Una y otra vez, sus acciones marcaban el tono de toda la movilización y extendían el repertorio de tácticas aceptables. Para comienzos de 2010 estas tácticas incluían ocupaciones abiertas y con barricadas, raves enormes, bloqueos de carreteras y pequeños disturbios nocturnos. La energía generada por esta muestra de resistencia y de confrontación radical fue la que impulsó hacia delante al movimiento y una y otra vez las fuerzas más reaccionarias y recuperadoras criticaron simultáneamente estas acciones o intentaron capitalizarlas para sus propios propósitos. Aunque mucha gente no participaba en las acciones más militantes por su naturaleza secretista e inaccesible, la participación espontánea de miles de estudiantes y sus aliados en estos actos confrontativos en escalada demostraron una sed en del movimiento para salir de escuchar pacientemente charlas en las concentraciones o de firmar hojas de firmas.

3. ¿Qué quiere decir para vosotrxs "un movimiento sin peticiones"?

Algunas de las fuerzas más radicales y militantes de este movimiento han adoptado el lema “Ocupa Todo, No pidas nada”. Para esta tendencia, el acto de hacer peticiones legitima a los que toman las decisiones como administradores y políticos y orienta al movimiento en la dirección de los centros de poder.

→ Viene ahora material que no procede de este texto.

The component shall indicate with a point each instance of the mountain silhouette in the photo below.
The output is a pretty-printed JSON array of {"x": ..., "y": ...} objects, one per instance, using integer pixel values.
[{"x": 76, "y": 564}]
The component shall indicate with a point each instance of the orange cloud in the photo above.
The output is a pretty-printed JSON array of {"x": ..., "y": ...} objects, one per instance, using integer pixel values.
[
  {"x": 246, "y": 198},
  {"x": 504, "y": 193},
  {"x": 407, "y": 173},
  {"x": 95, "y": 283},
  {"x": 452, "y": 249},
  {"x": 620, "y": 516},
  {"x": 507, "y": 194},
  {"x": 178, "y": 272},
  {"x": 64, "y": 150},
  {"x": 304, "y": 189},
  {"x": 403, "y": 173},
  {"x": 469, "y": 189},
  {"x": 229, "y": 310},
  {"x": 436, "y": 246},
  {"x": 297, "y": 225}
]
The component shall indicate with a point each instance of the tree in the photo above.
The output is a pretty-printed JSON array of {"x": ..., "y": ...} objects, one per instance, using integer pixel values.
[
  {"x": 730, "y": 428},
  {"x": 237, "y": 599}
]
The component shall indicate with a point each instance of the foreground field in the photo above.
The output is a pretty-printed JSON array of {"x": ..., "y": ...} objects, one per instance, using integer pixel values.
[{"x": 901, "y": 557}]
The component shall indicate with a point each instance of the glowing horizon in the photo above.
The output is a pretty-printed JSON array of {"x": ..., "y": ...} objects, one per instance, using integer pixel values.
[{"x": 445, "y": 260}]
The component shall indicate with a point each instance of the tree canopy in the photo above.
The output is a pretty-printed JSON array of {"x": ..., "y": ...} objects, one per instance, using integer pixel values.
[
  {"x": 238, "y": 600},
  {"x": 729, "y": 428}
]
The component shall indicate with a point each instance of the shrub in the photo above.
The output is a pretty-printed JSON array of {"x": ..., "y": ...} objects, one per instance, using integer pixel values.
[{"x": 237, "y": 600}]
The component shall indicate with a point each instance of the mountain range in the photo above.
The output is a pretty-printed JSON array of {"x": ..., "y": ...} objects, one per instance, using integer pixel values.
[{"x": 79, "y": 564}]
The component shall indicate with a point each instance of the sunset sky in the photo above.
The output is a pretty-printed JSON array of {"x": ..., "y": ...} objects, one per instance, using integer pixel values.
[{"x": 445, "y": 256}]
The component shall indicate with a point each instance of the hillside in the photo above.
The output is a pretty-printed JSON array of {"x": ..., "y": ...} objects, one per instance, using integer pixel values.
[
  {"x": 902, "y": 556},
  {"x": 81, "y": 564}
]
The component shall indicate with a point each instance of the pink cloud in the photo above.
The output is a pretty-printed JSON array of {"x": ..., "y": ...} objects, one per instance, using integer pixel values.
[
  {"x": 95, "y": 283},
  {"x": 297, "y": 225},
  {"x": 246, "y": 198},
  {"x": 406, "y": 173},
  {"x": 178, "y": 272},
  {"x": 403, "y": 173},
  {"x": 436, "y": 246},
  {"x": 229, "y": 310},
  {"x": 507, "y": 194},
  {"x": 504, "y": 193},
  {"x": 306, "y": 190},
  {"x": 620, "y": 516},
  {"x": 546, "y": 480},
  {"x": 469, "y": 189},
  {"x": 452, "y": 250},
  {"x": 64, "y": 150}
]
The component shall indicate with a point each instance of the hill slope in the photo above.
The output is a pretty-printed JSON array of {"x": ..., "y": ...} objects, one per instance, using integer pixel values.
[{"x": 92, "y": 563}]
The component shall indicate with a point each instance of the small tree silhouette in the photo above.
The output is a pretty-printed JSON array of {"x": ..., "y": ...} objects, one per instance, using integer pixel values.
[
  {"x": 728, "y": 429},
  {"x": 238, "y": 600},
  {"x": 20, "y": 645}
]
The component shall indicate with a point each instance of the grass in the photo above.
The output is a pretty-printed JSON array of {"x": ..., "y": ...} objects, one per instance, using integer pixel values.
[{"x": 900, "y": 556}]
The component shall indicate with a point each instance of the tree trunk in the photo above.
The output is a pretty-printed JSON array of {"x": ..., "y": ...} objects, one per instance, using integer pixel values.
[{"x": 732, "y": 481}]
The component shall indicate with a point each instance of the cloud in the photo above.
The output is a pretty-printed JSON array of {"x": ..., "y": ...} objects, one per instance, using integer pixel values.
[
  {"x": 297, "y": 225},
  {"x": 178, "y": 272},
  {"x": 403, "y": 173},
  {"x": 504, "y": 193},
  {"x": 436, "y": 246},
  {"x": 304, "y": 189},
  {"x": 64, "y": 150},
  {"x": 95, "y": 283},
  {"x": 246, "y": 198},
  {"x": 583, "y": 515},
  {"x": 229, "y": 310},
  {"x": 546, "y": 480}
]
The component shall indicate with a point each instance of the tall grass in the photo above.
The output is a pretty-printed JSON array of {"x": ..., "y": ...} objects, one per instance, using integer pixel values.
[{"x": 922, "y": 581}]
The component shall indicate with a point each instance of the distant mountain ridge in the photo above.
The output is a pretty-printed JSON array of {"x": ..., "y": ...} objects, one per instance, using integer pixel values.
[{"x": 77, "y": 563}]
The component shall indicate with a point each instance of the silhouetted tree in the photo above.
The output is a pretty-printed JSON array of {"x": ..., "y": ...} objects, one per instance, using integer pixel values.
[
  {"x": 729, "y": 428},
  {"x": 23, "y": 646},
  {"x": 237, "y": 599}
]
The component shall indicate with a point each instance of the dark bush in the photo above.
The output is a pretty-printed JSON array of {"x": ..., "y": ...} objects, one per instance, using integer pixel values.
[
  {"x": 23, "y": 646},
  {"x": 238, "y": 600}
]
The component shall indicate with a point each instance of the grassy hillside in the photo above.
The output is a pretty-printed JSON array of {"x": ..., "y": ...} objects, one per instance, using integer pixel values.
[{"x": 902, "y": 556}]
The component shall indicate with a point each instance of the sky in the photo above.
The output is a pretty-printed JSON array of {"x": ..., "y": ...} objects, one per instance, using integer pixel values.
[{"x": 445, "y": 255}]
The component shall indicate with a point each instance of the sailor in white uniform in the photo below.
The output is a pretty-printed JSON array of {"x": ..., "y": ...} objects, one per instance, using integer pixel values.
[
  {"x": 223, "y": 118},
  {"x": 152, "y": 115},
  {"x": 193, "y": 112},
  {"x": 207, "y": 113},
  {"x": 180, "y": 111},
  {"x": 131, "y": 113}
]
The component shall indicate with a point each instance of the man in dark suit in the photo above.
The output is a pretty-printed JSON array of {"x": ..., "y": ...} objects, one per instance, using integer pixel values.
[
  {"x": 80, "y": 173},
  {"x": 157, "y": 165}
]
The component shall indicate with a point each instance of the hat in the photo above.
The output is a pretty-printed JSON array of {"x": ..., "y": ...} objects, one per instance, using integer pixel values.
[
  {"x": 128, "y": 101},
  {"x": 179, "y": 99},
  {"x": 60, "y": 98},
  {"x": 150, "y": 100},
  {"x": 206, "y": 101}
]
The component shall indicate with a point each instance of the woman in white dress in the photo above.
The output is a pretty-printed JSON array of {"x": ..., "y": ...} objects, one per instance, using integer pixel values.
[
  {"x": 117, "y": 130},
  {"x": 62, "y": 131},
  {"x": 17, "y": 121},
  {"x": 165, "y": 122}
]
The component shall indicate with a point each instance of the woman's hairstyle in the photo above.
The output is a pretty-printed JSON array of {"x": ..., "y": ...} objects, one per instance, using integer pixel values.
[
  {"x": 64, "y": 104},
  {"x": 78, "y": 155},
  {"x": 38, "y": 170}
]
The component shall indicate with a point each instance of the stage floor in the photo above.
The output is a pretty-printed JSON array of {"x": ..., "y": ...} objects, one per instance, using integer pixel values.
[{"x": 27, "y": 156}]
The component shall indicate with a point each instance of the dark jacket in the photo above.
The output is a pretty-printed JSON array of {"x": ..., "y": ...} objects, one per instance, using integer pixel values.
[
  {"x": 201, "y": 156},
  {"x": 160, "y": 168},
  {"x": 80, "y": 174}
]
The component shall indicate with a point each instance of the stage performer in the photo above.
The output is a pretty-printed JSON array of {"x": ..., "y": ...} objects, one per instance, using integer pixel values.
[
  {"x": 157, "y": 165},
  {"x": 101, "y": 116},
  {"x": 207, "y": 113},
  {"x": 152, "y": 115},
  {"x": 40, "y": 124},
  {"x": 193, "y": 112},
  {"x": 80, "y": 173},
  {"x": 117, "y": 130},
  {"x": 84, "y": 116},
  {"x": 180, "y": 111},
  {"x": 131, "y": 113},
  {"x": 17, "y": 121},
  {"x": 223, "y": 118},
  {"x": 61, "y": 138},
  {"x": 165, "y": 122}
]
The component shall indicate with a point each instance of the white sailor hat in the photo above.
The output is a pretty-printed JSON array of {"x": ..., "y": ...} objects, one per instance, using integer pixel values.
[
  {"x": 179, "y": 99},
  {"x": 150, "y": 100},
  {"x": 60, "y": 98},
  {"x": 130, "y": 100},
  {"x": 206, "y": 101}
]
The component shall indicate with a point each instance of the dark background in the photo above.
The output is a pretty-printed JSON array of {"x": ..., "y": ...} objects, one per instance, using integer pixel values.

El movimiento se vería reducido al ala radical del esfuerzo lobista cuyo destino está en manos de aquellos en el estado que tiene el poder de cumplir las demandas o de enviar a la policía antidisturbios a destruir la resistencia. Las primeras ocupaciones eligieron esto de no pedir nada. Le volvieron la espalda a la administración y al estado y en vez de esto se dirigieron a los estudiantes y a la gente joven nerviosa por su futuro y buscando un objetivo para su rabia.

“Ocuparlo todo”, fue el grito de guerra que surgió de aquellas ocupaciones. Era una llamada a que la gente pasara a la acción y tomara lo que pertenece a todo el mundo. En vez de pedirle al poder que mejore las condiciones de la educación y de la sociedad en general, “Ocupadlo todo, no pidáis nada” prescribe la socialización inmediata del espacio y la confrontación con el capital como los únicos métodos válidos incluso si las zonas autónomas y comunizadas que emerjan son sólo temporales en este punto de la lucha.

4. Para mucha gente en los Estados Unidos hay una crítica del privilegio de los estudiantes en los EE.UU. También hay críticas sobre la división entre los estudiantes y el resto de la sociedad, entre los trabajadores y los estudiantes, entre los blancos y la gente de color. ¿Cuál es vuestra opinión sobre estas divisiones y cómo las estáis combatiendo?

No se puede negar que los estudiante en el sistema universitario son realmente muy privilegiados en la jerarquía de clases en los EE.UU. Sin embargo, estos privilegios se están evaporando rápidamente en esta ronda de reestructuración capitalista. Las universidades ahora se están llenando de estudiantes con grandes deudas en una sociedad sin trabajo y sin futuro. La mayoría de estudiantes (incluso la mayoría de estos estudiantes universitarios privilegiados) tiene que trabajar durante su vida universitaria, muchos en trabajos mal pagados del sector servicios. Así que es importante recordar que incluso aunque estas luchas han estado centradas en los campus (donde existe una concentración física de gente joven) son a la vez luchas de estudiantes y luchas de trabajadores jóvenes (o de futuros trabajadores). En lo alto de esto, ha habido momentos durante los meses pasados en los que el trabajo organizado en el sector educativo ha estado muy implicado en las movilizaciones añadiendo más esta sensación de que el Movimiento contra la Crisis en la Educación es en realidad un movimiento estudiante-trabajador. Mientras muchas de las alianzas entre los obreros y los estudiantes se han descompuesto recientemente, es importante notar que algunos sindicatos locales como AFSCME (que representa a los limpiadores de campus, el nivel más bajo de la jerarquía del campus) continúan siendo muy colaborativos y parte integrante del movimiento.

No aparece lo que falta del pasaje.